Shot on High 8 Handycam and 16mm, the $120,000 film took four years to finish and was only completed last month, just in time to be shown at the SFIFF. (It won the Golden Spire for Bay Area documentary.) It manages to be an entertaining package tour of 1990s feminism, the sex trade, sociology, and a mother-daughter relationship in crisis. It's also an essay in perseverance. According to Query, the struggle was worth it. "We have much better working conditions at the club, as evidenced by the fact that I can still work there and I'm 32," she says. "We still have no benefits, but we're not fired for getting up in the wage scale, and we're no longer classified by race, hair color, or breast size."
The emotional crux of the film, though, is personal, not economic. Query's mother -- a pioneer in working with street prostitutes in New York -- was not privy to her daughter's choice of profession. And the disclosure, necessitated when both women were invited to speak at the same conference, is painful to watch and more dramatic than the crescendo of a Hollywood movie. "I would never tell my child she should have shame," says Query's mother, devastated at hearing the news. "But I think you went too far."

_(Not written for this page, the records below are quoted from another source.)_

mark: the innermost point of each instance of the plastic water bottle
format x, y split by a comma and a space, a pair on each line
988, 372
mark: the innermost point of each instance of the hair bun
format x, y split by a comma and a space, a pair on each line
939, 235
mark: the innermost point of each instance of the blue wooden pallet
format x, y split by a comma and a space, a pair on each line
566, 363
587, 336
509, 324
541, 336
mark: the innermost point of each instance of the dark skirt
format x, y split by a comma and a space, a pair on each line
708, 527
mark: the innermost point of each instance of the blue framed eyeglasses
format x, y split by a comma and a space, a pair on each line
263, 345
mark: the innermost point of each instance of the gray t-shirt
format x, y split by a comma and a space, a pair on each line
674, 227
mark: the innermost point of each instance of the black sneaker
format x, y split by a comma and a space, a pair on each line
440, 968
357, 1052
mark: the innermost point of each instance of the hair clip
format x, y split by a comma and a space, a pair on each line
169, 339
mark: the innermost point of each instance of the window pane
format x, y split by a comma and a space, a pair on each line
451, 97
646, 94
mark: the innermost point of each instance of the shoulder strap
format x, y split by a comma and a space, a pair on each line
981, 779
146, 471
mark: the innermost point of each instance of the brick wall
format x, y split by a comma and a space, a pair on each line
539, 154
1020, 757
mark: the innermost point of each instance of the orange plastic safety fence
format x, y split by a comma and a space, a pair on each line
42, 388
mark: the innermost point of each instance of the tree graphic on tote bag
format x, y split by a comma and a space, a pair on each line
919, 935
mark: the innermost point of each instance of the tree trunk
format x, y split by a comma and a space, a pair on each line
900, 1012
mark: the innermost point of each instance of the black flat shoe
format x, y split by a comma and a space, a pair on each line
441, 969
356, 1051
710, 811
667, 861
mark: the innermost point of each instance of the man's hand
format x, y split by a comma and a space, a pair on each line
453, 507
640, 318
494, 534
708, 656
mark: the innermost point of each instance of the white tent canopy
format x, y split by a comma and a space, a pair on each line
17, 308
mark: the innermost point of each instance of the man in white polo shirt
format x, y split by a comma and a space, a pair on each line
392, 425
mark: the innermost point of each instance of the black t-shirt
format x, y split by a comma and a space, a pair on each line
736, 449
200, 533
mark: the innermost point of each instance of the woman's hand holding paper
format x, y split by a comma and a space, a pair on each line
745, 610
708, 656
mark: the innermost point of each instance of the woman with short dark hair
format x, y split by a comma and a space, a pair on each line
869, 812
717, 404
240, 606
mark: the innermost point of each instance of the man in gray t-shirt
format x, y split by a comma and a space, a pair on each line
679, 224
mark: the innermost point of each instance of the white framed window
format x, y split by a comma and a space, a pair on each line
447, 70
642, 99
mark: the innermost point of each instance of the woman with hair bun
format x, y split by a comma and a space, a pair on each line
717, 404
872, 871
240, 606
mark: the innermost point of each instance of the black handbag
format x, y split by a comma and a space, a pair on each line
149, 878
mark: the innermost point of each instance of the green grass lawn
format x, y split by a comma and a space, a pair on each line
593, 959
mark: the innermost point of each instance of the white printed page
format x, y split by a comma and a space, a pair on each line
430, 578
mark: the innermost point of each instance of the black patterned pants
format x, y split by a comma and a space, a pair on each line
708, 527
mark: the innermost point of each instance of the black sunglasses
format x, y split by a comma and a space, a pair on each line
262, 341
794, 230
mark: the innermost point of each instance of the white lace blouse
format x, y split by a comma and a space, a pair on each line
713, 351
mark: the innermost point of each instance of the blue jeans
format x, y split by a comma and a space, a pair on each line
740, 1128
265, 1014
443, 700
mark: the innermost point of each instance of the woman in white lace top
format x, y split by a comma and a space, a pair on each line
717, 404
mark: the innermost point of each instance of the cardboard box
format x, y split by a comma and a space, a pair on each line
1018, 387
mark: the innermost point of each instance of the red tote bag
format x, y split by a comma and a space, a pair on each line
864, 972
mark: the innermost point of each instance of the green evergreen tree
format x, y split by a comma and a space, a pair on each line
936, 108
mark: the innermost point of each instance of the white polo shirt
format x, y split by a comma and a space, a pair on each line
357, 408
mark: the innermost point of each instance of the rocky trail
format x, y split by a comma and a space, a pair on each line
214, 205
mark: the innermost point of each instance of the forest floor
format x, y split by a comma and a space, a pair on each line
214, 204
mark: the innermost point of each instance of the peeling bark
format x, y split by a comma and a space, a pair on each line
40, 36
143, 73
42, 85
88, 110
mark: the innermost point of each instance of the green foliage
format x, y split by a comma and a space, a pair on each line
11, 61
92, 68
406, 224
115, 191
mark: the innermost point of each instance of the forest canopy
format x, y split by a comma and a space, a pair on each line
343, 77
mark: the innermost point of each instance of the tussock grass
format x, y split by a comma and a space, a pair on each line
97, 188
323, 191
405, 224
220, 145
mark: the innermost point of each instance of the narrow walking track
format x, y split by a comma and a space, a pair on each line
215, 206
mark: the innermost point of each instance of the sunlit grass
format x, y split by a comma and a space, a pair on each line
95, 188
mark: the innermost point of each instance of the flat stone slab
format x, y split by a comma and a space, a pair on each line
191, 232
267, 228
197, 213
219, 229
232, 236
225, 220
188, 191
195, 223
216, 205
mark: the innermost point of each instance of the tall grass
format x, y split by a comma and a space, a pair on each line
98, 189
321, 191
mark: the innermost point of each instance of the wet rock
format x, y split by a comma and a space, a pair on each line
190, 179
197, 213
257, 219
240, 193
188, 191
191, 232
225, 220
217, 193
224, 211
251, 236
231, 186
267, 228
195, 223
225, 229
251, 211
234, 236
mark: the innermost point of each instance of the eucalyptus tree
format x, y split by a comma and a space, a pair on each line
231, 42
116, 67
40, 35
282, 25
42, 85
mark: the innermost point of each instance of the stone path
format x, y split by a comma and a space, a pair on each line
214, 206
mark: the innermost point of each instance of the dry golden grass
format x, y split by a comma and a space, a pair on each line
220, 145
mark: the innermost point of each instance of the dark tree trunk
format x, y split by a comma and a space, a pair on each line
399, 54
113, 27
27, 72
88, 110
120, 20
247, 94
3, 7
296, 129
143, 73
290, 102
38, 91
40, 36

Query says if she could have avoided having to tell her mother what she did for a living, she would have. "During the '60s, while other people were having the Summer of Love, my mother was one of 10 women in [her] med school," says Query. "She tried very hard to earn respect from the masculine world, and she wanted me to be a success in a way that fits that model. The fact that New York MOMA is showing the film has thrilled her. She's throwing a party, but I don't think she's told anyone what it's about."
Live Nude Girls, UNITE! shows Wednesday, April 26, at 10 p.m. at the AMC Kabuki. It will open theatrically in the fall.